Base normativa e precedentes
- Art. 186, Código Civil (Lei 10.406/2002) — evento que causa dano a outrem impõe dever de indenizar quando configurado ato ilícito.
- Art. 927, Código Civil (Lei 10.406/2002) — obrigação de reparar o dano independentemente de culpa nos casos previstos em lei ou quando a atividade implicar risco.
- Normas urbanísticas e de construção (legislação municipal e normas técnicas) — estabelecem deveres de contenção e drenagem em movimentações de terra; sua observância é relevante para aferir suficiência das medidas adotadas.

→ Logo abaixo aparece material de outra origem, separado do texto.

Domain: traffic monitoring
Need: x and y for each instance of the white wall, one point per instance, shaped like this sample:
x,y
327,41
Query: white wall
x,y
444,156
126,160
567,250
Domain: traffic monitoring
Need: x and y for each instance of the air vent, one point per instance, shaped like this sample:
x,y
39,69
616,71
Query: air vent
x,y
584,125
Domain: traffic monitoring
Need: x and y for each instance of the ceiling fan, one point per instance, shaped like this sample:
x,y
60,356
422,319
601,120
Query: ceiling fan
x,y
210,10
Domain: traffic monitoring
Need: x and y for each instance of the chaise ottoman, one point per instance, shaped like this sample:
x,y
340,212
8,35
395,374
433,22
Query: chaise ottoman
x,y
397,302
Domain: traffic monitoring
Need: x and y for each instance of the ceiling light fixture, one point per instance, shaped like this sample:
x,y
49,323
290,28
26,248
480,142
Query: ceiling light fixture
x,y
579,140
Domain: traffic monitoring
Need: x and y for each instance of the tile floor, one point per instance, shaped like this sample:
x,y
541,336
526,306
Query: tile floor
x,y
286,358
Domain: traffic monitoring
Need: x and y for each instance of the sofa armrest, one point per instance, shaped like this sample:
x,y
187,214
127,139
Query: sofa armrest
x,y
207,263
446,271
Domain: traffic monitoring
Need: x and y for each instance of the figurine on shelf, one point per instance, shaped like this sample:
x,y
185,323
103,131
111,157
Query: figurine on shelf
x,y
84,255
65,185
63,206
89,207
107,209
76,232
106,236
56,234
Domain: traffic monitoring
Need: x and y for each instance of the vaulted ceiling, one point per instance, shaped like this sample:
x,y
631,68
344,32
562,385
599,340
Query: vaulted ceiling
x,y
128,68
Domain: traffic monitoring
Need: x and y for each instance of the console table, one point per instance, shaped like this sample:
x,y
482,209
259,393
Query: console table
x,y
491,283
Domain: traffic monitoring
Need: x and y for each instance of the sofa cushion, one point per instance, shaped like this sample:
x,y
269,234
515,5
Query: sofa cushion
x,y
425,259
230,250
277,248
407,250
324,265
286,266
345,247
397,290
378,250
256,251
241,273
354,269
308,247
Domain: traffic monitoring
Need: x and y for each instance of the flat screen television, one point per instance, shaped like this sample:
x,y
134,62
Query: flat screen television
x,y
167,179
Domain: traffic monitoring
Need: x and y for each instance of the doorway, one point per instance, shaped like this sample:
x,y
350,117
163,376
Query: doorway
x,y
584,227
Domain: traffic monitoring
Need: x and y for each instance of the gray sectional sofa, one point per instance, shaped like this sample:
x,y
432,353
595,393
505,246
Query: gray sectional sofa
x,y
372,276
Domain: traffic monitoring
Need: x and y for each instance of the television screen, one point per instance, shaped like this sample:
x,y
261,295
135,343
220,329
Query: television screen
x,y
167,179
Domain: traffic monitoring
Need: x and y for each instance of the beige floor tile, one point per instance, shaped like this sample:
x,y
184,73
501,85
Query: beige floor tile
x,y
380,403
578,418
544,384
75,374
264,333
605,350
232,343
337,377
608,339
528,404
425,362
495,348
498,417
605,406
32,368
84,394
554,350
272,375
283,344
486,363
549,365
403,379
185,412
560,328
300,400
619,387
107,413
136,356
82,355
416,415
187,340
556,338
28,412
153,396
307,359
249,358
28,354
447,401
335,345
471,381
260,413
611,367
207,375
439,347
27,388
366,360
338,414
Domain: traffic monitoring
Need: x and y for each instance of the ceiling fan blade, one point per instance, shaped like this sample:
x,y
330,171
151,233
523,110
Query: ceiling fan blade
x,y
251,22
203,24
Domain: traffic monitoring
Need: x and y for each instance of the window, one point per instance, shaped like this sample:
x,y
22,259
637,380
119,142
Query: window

- Jurisprudência consolidada do tribunal — entende que obras de terraplenagem geram obrigação de adotar medidas preventivas e que eventos meteorológicos previsíveis não afastam automaticamente a responsabilidade quando demonstrada a insuficiência das cautelas.
Impacto prático
- Para advogados de vítimas: reforça caminho probatório focalizado em demonstrar origem do dano, obstrução de drenagem e vínculo entre obra e prejuízo; admite-se prova testemunhal e indícios, não exigindo prova matemática exata de lucros cessantes quando demonstrada a interrupção da atividade.
- Para construtoras e incorporadoras: alerta para a necessidade de projeto de contenção robusto e documentação técnica que comprove adoção de medidas de mitigação de risco, inclusive para eventos extremos previsíveis; ausência de comprovação técnica pode sustentar responsabilidade objetiva.
- Para magistrados e peritos: decisão sugere atenção ao exame técnico sobre suficiência das obras de drenagem e contenção, e à valoração de atos posteriores das rés (como entrega de bens) como indícios de reconhecimento de danos.
- Para ações em curso: decisão pode ser invocada como precedente interno do tribunal em casos semelhantes, fortalecendo a tese de responsabilidade objetiva em obras de movimentação de terra.
O que observar
- Prova técnica: o ponto central continuará sendo a demonstração pericial da origem do fluxo de lama e da insuficiência das medidas de contenção. A existência de projetos, ART/Responsável técnico e laudos hidrológicos robustos pode alterar o resultado em casos futuros.
- Caso fortuito e força maior: a decisão reafirma que esses excludentes não se aplicam automaticamente por ocorrência de chuva intensa; é preciso analisar previsibilidade e mitigabilidade do evento frente à atividade desenvolvida.
- Modulação e recursos: como se trata de decisão colegiada de câmara, interessados podem buscar recurso às instâncias superiores, especialmente se alegarem ofensa a princípios constitucionais ou divergência jurisprudencial relevante.
- Fixação de valores: o tribunal manteve valores de danos morais e lucros cessantes; contudo, a valoração permanece discricionária e sujeita a questionamento em casos de quantificação insuficiente.
- Gestão de risco empresarial: incorporadoras devem reforçar registros de medidas preventivas e planos de contingência, bem como seguros que cubram riscos de terceiros.
Em síntese, o acórdão consolida entendimento prático de que a atividade de movimentação de terra impõe um padrão elevado de prevenção e que eventos meteorológicos, mesmo severos, não eximem o agente do dever de indenizar quando comprovada a falha nas medidas de contenção e o nexo causal com os prejuízos sofridos pelos vizinhos.